Frequently Asked Questions About One Person Corporation (Part 2)

Corporation or Sole Proprietorship, An Entrepreneur’s Dilemma

One of the primary reasons why a corporation is often preferred over a sole proprietorship is the limited liability which the business owners or investors assume. As a rule, the stockholder of a corporation is liable only for the liabilities of the corporation to the extent of his/her investment. His/her assets outside of his/her investment are not answerable for corporate debts and obligations.

In contrast, in a sole proprietorship, the business owner is personally and solidarily liable with the sole proprietorship. This personal liability extends to his/her assets outside of his/her investment. As such, the creditors may hold the separate properties of the proprietor answerable for the liabilities of the business.

What turns off many entrepreneurs from forming a corporation, however, is that they are constrained to invest and share management of the business with others. Under the Corporation Code (BP 68), a corporation shall be formed by at least five (5) but not more than fifteen (15) natural persons, known as the incorporators.

They may not be comfortable in forming and running a business with other persons, whom they may not totally trust. Besides, they may also repulse the idea of having to go through corporate bureaucracy every time a decision is to be made. Moreover, corporate politics may also hamper the realization of the goals and purposes for they intend to form the corporation in the first place.

One Person Corporation, A Dream Come True

The One Person Corporation (OPC), under the Revised Corporation Code (RA 11232), assimilates the best of both worlds. While there is only one stockholder who owns the entire capital stock of the OPC, the single stockholder also enjoys the limited liability of a stockholder in an ordinary corporation.

Frequently Asked Questions

Our previous article addressed some of the frequently asked questions regarding One Person Corporation. This article deals with some more questions.

What happens in case of death or incapacity of the single stockholder?

The law requires the OPC to designate a nominee and an alternate nominee who, in the event of the single stockholder’s death or incapacity, shall take the place of the single stockholder as director and shall manage the corporation’s affairs.

 The written consent of the nominee and alternate nominee shall be attached to the application for incorporation.

What is the extent and/or duration of the authority of the Nominee?

It depends on the state of the single stockholder, that is, whether the single stockholder is dead, permanently incapacitated, or temporarily incapacitated.

Death or Permanent Incapacity of the Single Stockholder

In case of death or permanent incapacity of the single stockholder, the nominee shall sit as director and manage the affairs of the One Person Corporation until the legal heirs of the single stockholder have been lawfully determined, and the heirs have designated one of them or have agreed that the estate shall be the single stockholder of the One Person Corporation.
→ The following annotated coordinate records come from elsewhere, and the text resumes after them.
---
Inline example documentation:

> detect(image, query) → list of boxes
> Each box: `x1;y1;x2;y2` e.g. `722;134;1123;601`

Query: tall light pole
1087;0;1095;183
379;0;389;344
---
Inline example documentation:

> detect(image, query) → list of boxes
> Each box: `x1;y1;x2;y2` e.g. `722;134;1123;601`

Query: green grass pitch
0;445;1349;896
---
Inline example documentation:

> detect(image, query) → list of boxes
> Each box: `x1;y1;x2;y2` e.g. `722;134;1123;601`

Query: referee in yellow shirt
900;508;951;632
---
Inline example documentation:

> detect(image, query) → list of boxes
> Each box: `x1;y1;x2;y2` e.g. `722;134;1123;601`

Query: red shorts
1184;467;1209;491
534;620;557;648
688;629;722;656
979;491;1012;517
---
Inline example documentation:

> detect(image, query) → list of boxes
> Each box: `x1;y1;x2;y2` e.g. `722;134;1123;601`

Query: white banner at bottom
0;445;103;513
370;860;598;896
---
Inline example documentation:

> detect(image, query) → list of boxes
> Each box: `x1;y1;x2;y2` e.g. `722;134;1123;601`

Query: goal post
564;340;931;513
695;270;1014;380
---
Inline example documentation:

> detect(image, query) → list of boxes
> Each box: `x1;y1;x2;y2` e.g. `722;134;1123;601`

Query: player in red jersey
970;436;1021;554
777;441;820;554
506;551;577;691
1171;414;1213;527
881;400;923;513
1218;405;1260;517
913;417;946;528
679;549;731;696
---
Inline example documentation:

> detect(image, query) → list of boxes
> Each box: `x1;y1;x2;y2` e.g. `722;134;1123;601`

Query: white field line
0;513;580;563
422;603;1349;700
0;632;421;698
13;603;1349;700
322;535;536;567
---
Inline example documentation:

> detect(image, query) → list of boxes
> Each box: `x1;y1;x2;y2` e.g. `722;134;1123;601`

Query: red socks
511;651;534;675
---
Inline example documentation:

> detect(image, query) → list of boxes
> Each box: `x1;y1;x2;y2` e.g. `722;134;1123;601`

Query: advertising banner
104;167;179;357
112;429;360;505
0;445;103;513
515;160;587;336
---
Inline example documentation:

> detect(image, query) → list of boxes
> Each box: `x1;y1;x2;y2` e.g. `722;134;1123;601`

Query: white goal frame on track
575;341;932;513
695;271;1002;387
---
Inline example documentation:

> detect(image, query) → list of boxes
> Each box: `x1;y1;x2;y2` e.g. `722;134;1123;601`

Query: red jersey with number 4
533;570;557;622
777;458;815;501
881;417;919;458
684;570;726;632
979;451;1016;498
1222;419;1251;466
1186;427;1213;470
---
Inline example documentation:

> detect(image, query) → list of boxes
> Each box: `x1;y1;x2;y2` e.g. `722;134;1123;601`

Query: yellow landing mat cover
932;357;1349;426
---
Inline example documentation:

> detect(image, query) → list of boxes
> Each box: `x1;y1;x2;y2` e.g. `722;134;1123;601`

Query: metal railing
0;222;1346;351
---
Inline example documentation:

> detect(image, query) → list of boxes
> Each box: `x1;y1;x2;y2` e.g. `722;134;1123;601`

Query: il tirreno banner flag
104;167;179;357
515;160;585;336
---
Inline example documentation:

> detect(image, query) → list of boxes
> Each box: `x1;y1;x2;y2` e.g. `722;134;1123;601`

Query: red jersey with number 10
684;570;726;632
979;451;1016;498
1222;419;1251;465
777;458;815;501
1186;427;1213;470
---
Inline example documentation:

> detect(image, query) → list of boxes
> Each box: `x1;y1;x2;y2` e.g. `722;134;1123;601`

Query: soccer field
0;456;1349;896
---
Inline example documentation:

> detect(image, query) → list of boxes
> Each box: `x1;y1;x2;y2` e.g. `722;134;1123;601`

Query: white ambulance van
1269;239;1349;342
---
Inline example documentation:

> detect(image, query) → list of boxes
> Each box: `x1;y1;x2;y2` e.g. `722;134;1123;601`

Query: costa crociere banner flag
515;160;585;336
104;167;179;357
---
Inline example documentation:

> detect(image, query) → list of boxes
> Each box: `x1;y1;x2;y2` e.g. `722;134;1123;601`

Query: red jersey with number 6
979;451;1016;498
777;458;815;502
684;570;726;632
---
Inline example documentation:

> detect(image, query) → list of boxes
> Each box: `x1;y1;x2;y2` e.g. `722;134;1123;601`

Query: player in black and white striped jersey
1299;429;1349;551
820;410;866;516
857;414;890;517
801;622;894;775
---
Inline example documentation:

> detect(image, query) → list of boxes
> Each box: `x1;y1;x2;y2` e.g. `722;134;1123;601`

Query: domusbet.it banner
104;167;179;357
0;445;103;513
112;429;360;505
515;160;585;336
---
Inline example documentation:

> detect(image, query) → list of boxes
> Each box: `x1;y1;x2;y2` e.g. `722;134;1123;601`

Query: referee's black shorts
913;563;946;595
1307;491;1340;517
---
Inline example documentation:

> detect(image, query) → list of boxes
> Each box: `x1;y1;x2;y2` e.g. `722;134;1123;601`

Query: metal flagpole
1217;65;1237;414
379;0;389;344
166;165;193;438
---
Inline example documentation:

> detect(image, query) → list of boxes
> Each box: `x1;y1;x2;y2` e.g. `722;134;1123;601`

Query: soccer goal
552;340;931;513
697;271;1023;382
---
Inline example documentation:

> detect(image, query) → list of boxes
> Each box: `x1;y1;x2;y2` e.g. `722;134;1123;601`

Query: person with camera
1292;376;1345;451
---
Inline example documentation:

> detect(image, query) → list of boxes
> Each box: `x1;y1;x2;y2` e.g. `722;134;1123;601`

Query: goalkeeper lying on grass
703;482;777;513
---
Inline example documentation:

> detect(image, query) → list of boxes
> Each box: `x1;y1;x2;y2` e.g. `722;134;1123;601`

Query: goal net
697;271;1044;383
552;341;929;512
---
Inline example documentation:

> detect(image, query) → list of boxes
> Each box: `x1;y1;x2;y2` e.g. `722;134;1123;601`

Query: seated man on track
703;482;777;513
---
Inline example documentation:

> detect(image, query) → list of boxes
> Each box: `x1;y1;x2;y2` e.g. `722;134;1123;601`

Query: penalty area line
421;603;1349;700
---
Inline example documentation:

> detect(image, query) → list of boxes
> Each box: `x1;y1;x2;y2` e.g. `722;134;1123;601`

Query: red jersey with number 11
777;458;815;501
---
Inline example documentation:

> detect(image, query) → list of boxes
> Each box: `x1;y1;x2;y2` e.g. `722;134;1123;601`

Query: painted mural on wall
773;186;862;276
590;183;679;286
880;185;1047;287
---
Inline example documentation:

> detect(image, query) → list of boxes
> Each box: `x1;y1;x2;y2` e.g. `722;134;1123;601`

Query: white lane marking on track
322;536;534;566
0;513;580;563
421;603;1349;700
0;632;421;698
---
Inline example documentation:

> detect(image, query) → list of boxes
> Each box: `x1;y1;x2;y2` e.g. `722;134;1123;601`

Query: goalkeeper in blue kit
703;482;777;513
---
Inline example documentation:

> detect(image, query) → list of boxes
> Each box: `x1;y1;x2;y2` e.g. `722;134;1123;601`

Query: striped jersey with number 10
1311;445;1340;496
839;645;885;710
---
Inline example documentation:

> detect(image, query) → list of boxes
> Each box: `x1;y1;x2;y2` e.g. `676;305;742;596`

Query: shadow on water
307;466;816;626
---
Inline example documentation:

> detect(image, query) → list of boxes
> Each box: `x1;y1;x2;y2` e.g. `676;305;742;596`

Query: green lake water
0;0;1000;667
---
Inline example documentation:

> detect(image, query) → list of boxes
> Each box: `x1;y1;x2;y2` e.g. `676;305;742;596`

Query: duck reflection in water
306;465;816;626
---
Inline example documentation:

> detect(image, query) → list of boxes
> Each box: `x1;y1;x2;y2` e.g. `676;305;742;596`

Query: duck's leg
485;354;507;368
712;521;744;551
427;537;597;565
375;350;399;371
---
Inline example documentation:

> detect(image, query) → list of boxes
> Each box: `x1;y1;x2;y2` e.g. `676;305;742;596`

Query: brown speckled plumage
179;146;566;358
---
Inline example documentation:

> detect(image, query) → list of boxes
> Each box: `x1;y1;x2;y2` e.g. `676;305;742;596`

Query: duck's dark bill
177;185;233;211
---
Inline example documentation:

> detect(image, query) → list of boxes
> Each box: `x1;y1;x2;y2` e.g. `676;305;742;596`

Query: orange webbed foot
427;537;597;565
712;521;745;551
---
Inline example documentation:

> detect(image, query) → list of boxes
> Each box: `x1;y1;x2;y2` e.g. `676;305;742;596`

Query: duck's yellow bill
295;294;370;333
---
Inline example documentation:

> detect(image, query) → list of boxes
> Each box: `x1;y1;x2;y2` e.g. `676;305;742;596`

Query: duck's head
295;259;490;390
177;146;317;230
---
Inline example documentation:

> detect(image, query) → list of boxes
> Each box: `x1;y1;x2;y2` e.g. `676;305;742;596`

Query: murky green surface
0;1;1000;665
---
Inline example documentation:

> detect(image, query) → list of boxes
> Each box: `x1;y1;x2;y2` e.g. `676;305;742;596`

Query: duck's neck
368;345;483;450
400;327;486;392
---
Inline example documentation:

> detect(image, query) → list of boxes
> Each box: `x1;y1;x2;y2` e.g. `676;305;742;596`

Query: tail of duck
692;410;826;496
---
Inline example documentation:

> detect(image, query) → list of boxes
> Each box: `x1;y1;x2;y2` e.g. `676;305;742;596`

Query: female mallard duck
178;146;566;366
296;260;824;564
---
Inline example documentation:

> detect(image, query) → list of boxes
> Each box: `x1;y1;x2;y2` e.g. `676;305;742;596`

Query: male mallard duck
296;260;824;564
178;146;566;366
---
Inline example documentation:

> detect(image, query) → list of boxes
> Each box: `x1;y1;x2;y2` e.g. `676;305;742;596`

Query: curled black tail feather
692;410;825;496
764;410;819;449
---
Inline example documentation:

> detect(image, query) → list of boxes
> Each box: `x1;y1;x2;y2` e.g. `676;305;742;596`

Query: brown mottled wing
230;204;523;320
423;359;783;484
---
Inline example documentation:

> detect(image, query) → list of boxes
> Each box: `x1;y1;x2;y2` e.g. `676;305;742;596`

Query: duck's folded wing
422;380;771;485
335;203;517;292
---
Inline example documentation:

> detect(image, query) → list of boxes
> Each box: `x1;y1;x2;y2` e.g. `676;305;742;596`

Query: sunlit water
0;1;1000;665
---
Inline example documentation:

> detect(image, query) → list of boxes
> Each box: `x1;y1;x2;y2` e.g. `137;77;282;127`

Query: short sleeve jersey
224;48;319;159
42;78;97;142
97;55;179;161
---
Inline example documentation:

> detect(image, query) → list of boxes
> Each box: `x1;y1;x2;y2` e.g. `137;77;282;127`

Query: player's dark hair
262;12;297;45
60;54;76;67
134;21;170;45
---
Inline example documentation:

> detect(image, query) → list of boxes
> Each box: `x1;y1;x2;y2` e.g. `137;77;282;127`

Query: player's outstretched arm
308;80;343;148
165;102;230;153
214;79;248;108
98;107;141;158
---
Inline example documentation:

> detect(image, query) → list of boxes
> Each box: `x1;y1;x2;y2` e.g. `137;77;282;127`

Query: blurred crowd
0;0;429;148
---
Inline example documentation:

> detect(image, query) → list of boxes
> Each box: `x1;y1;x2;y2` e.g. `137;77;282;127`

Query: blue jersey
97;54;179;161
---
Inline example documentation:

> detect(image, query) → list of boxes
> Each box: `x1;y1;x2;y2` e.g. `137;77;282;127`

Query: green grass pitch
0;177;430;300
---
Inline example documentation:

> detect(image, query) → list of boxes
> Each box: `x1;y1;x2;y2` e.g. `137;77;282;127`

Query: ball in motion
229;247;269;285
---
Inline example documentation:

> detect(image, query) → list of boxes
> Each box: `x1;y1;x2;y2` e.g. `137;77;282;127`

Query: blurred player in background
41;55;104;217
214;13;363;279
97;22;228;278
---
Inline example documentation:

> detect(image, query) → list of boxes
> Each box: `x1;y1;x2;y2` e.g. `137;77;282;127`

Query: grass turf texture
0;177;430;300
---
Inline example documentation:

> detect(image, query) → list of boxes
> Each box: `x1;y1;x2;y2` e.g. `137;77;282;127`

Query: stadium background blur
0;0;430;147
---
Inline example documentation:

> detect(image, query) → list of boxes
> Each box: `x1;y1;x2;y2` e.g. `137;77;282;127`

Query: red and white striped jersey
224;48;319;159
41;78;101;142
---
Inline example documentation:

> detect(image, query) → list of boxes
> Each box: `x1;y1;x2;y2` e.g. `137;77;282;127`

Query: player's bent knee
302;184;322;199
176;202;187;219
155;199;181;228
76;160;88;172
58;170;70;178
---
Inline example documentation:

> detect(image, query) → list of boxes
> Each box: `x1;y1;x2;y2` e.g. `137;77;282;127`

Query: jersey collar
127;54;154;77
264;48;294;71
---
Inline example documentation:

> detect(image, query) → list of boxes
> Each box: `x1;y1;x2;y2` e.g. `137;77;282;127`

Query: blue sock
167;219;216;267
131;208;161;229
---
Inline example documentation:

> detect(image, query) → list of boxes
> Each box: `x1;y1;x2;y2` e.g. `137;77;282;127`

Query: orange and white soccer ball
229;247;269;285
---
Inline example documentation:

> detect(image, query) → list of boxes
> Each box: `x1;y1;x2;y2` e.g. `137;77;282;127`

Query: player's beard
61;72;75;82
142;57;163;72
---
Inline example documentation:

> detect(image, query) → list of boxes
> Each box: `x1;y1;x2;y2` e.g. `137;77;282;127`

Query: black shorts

Temporary Incapacity of the Single Stockholder

When the incapacity of the single stockholder is temporary, the nominee shall sit as director and manage the affairs of the One Person Corporation until the stockholder, by self-determination, regains the capacity to assume such duties.

What is the role of the Alternate Nominee?

The alternate nominee shall sit as director and manage the One Person Corporation in case of the nominee’s inability, incapacity, death, or refusal to discharge the functions as director and manager of the corporation, and only for the same term and under the same conditions applicable to the nominee.

May the Nominee and the Alternate Nominee be replaced?


The single stockholder may, at any time, change its nominee and alternate nominee by submitting to the Commission the names of the new nominees and their corresponding written consent. For this purpose, the articles of incorporation need not be amended.